— Ничего, — отозвался Дик, сидя перед мольбертом в своей мастерской и облизывая губы. — Но мне нужно много больше того, что я имею. Теперь скудные времена прошли, и я вошел во вкус шикарной жизни.
— О, берегись, дружище! Ты вступаешь на стезю тяжкого труда.
Торпенгоу развалился в мягком шезлонге, с маленьким фокстерьером, прикорнувшим у него на коленях, в то время как Дик грунтовал холст. Небольшое возвышение, род эстрады, задний план и манекен были единственными предметами, выделявшимися среди общего хаоса этой студии; груды всякого старого хлама — вроде походных фляг, обшитых войлоком, портупей, потрепанных, поношенных мундиров и разнородного оружия валялись повсюду; следы грязных ног на эстраде свидетельствовали о том, что военный нарушитель только что ушел отсюда. Тусклое, осеннее солнце начинало скрываться, но в углах мастерской уже залегала тень.
— Да, — говорил Дик, — я люблю властвовать над людьми, над толпой и над обстоятельствами; я люблю веселье и забавы, люблю шум и суету и всего больше люблю деньги. Я почти что люблю тех людей, которые мне их дают. Почти люблю… но тем не менее это забавные люди, удивительно забавные люди!

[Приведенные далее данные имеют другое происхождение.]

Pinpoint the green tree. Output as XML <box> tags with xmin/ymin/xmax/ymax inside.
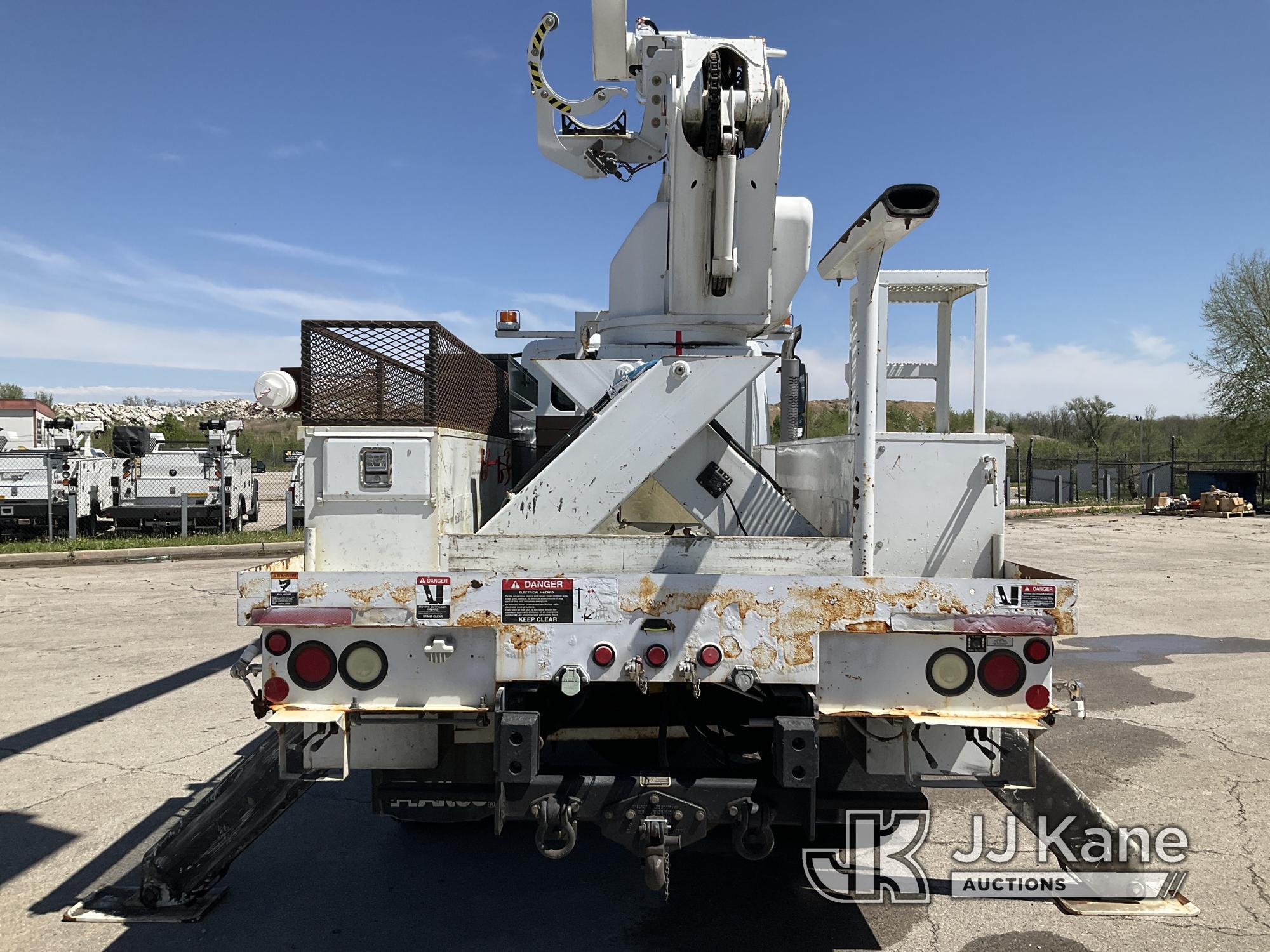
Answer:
<box><xmin>1063</xmin><ymin>393</ymin><xmax>1115</xmax><ymax>443</ymax></box>
<box><xmin>1191</xmin><ymin>251</ymin><xmax>1270</xmax><ymax>449</ymax></box>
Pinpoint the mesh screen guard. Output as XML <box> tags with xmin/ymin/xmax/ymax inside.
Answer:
<box><xmin>300</xmin><ymin>321</ymin><xmax>508</xmax><ymax>437</ymax></box>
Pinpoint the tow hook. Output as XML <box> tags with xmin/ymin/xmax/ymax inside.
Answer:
<box><xmin>728</xmin><ymin>797</ymin><xmax>776</xmax><ymax>859</ymax></box>
<box><xmin>679</xmin><ymin>658</ymin><xmax>701</xmax><ymax>698</ymax></box>
<box><xmin>1050</xmin><ymin>680</ymin><xmax>1085</xmax><ymax>717</ymax></box>
<box><xmin>622</xmin><ymin>655</ymin><xmax>648</xmax><ymax>694</ymax></box>
<box><xmin>531</xmin><ymin>797</ymin><xmax>578</xmax><ymax>859</ymax></box>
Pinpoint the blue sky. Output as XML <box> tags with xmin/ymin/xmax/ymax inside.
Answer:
<box><xmin>0</xmin><ymin>0</ymin><xmax>1270</xmax><ymax>413</ymax></box>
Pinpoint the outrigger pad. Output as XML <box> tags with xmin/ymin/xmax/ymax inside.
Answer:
<box><xmin>62</xmin><ymin>885</ymin><xmax>229</xmax><ymax>923</ymax></box>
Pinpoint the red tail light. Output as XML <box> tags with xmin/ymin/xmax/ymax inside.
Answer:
<box><xmin>979</xmin><ymin>647</ymin><xmax>1027</xmax><ymax>697</ymax></box>
<box><xmin>1024</xmin><ymin>638</ymin><xmax>1049</xmax><ymax>664</ymax></box>
<box><xmin>644</xmin><ymin>645</ymin><xmax>671</xmax><ymax>668</ymax></box>
<box><xmin>287</xmin><ymin>641</ymin><xmax>335</xmax><ymax>691</ymax></box>
<box><xmin>263</xmin><ymin>678</ymin><xmax>291</xmax><ymax>704</ymax></box>
<box><xmin>1024</xmin><ymin>684</ymin><xmax>1049</xmax><ymax>711</ymax></box>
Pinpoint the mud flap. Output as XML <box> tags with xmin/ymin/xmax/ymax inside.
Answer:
<box><xmin>988</xmin><ymin>730</ymin><xmax>1199</xmax><ymax>915</ymax></box>
<box><xmin>62</xmin><ymin>730</ymin><xmax>312</xmax><ymax>923</ymax></box>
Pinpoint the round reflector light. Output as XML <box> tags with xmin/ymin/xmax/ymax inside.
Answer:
<box><xmin>1024</xmin><ymin>684</ymin><xmax>1049</xmax><ymax>711</ymax></box>
<box><xmin>339</xmin><ymin>641</ymin><xmax>389</xmax><ymax>691</ymax></box>
<box><xmin>263</xmin><ymin>678</ymin><xmax>291</xmax><ymax>704</ymax></box>
<box><xmin>926</xmin><ymin>647</ymin><xmax>974</xmax><ymax>697</ymax></box>
<box><xmin>1024</xmin><ymin>638</ymin><xmax>1049</xmax><ymax>664</ymax></box>
<box><xmin>979</xmin><ymin>647</ymin><xmax>1027</xmax><ymax>697</ymax></box>
<box><xmin>287</xmin><ymin>641</ymin><xmax>335</xmax><ymax>691</ymax></box>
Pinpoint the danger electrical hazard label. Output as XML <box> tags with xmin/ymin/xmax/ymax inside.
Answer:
<box><xmin>269</xmin><ymin>572</ymin><xmax>300</xmax><ymax>608</ymax></box>
<box><xmin>414</xmin><ymin>575</ymin><xmax>450</xmax><ymax>619</ymax></box>
<box><xmin>997</xmin><ymin>585</ymin><xmax>1058</xmax><ymax>608</ymax></box>
<box><xmin>503</xmin><ymin>579</ymin><xmax>573</xmax><ymax>625</ymax></box>
<box><xmin>503</xmin><ymin>579</ymin><xmax>617</xmax><ymax>625</ymax></box>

— Во всяком случае, они были весьма милы и благосклонны к вам; выставка ваших жалких набросков, по-видимому, дала вам немало. А заметили вы, что газеты назвали ее «Выставкой диких работ»?
— Пускай! Я тем не менее продал все до последнего клочка холста, и, право, мне кажется, что они раскупали мои работы потому, что считали меня художником-самоучкой — самородным талантом. И я уверен, что получил бы вдвое больше за мои рисунки, если бы я писал их на шерстяной ткани или выцарапал их на костях павших верблюдов, вместо того чтобы писать их белым и черным либо красками. Право, это преудивительные люди! И нельзя их назвать ограниченными — нет! Один из них заявил мне, что невозможно, чтобы на белом песке были голубые — ультрамариновые — тени, как мы это видим, и впоследствии я узнал, что этот господин никогда не уезжал дальше Брайтона, но он, видите ли, считал себя знатоком искусства. Он прочел мне целую лекцию на эту тему и посоветовал мне поступить в какую-нибудь школу для изучения техники. Любопытно, что бы сказал на это старик Ками?
— А когда же вы учились у Ками, многообещающий молодой человек?
— Я занимался у него в течение двух лет в Париже. Он преподавал посредством личного магнетизма. Все, что мы слышали от него, было: «Continuez mes enfants!» — и затем нам предоставлялась возможность работать, кто как мог. У него самого был божественный рисунок, да и в красках он тоже кое-что понимал. Ками в грезах видел краски, потому что я могу поклясться, что он никогда не мог нигде видеть таких красок в действительности, но он создавал их, и выходило хорошо.
— Помните некоторые виды в Судане? — сказал Торпенгоу.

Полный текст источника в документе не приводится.